On trouve d’ailleurs des traces d’utilisation de ce genre de dispositif tactique jusqu’aux origines mêmes du mot « assassin ». L’histoire de la secte d’Hassan Sabbah (1034-1124), également appelée « secte des assassins », secte de ceux qui sont capables de tuer pour leur maître, a été rapportée par Marco Polo. Leur docilité de séides soumis aveuglément aux ordres de leur maître est obtenue, explique l’explorateur vénitien, par l’emploi d’une drogue, le haschisch. Marco Polo n’a pas précisément la réputation d’être un historien fiable et rigoureux. L’histoire qu’il rapporte dans ses Mémoires n’en sera pas moins à l’origine du mot italien « assassino » qui, en français et en anglais, a donné le mot « assassin », en espagnol « asesino ».
L’amphétamine, dans les armées modernes, joue un rôle similaire.
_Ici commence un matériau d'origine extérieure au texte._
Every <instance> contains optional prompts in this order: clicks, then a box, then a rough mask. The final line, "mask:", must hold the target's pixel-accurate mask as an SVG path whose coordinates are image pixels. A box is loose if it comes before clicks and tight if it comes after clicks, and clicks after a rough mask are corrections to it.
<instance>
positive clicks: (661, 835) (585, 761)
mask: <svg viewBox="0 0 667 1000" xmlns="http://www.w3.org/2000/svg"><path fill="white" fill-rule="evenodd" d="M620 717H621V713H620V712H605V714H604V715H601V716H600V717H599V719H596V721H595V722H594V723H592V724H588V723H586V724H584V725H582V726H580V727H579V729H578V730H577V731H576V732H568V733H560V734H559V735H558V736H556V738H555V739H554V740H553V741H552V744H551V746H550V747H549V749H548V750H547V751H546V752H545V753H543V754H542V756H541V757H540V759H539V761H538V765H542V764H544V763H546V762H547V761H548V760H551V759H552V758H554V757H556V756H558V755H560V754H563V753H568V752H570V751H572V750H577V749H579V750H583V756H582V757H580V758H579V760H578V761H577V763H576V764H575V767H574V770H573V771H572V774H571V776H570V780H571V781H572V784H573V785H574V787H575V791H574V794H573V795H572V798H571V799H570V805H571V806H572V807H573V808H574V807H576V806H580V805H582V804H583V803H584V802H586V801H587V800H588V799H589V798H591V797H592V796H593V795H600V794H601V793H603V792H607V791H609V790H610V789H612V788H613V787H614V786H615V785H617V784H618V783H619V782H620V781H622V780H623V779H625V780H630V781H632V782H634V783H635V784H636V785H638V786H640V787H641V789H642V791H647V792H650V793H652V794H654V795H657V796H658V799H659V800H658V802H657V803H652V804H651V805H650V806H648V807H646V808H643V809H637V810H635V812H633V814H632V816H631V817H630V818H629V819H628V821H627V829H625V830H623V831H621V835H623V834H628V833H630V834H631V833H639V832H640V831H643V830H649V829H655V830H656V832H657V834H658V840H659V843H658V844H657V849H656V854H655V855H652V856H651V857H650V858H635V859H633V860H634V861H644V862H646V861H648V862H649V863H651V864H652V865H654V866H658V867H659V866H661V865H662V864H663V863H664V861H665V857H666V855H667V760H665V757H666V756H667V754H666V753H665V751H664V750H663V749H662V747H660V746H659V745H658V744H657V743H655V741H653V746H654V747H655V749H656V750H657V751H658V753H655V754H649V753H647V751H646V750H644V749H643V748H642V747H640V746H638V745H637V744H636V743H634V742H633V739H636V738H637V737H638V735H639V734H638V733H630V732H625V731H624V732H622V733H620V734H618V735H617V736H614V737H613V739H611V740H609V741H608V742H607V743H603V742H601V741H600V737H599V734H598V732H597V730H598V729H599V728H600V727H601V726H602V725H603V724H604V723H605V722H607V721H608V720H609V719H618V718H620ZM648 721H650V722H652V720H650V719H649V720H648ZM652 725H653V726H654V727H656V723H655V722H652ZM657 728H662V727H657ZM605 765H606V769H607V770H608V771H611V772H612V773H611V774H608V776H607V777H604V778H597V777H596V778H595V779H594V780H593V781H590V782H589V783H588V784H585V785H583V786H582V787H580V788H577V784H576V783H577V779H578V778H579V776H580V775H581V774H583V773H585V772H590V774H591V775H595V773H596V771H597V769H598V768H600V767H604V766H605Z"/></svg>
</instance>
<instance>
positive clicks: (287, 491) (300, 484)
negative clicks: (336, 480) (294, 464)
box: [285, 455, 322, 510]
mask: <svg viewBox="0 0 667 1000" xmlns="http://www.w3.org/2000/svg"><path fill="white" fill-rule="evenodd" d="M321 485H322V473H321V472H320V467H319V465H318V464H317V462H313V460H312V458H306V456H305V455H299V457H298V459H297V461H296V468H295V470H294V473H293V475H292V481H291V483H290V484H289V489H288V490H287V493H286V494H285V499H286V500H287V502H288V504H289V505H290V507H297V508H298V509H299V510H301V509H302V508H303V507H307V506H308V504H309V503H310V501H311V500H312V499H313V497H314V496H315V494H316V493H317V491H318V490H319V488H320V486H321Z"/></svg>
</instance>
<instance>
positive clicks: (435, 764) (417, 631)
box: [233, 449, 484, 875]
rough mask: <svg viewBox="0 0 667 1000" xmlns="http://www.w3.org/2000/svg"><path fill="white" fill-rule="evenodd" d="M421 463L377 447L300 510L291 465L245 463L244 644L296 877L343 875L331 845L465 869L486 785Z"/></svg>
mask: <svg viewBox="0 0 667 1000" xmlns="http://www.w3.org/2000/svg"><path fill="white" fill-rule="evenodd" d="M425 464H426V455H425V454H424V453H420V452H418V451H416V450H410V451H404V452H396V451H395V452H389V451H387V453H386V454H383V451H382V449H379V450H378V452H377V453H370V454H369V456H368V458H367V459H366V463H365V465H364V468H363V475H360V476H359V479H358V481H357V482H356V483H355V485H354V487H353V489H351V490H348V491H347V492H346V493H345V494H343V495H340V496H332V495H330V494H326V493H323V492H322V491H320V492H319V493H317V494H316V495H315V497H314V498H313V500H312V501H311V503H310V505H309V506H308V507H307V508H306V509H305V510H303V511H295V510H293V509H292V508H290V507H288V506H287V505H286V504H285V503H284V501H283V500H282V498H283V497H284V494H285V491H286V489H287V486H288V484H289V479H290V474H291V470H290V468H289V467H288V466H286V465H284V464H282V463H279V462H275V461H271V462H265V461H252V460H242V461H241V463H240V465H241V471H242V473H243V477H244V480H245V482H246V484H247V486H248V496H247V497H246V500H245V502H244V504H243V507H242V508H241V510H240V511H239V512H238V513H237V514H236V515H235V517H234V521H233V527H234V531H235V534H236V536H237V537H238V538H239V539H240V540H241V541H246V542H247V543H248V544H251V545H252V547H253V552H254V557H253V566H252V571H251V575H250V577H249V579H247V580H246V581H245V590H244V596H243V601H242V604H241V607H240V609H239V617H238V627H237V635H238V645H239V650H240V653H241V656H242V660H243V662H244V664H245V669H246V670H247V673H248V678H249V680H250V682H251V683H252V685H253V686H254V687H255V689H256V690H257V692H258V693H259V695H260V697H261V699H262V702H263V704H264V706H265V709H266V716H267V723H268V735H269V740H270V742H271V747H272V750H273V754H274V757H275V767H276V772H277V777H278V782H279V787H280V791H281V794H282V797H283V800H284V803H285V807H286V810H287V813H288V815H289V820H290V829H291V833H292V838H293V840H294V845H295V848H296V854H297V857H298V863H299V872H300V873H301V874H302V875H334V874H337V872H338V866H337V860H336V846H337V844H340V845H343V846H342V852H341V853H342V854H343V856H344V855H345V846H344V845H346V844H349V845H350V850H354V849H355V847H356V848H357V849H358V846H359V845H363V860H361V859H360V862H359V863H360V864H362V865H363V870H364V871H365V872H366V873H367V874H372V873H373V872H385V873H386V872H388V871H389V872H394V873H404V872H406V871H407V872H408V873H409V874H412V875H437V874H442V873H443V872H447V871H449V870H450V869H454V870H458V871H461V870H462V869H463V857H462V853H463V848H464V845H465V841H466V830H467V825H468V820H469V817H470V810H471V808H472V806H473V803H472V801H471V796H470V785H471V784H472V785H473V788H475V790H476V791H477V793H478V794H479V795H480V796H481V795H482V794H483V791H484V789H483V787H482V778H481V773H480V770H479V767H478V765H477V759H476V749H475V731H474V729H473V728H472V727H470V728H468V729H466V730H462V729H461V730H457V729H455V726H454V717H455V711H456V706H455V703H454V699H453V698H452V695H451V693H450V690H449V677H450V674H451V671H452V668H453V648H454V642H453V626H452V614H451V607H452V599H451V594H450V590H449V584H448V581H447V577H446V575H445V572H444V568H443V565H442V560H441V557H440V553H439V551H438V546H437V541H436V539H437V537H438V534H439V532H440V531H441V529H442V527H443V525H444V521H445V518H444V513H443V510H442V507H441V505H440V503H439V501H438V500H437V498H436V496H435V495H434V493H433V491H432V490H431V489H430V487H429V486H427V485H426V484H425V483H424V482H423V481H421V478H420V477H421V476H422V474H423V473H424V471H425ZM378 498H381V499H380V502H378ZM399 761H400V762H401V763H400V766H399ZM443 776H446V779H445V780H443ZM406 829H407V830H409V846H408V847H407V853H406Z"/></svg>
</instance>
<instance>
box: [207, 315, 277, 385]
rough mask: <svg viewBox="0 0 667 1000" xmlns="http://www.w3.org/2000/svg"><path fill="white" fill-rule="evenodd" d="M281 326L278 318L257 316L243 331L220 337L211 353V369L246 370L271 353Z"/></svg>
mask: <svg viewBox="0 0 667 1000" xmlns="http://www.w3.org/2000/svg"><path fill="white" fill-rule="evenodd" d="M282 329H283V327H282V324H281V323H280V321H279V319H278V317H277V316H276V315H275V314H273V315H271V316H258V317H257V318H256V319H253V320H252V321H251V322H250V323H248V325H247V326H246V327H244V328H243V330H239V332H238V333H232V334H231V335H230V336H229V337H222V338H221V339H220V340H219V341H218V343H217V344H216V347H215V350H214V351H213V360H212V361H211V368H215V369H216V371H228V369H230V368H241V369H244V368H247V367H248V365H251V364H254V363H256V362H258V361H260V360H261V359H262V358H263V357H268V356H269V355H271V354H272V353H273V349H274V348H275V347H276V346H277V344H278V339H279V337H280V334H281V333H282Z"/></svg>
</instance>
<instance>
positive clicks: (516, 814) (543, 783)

Il ne s’agit pas à proprement parler, il est vrai, d’endoctriner les soldats comme on imagine que le haschisch pouvait le faire des fidèles d’Hassan Sabbah. Mais il y a bien l’idée de donner à leur détermination à vaincre leur ennemi, à tuer, une ampleur supra- humaine. Si l’amphétamine est un allié, c’est parce qu’elle démultiplie la puissance de combat d’un individu et, par ses propriétés spéciales, par les modifications de la pensée qu’elle induit, fait de lui un assassin. Toutes les armées ont besoin d’assassins et les amphétamines révèlent précisément l’assassin logé dans le simple soldat, lequel n’est pas toujours assez enclin par nature – c’est l’avis des états-majors – aux actions cruelles qu’on attend de lui. Ses supérieurs déplorent même parfois, chez lui, de dangereuses tendances humanistes que les amphétamines combattent opportunément.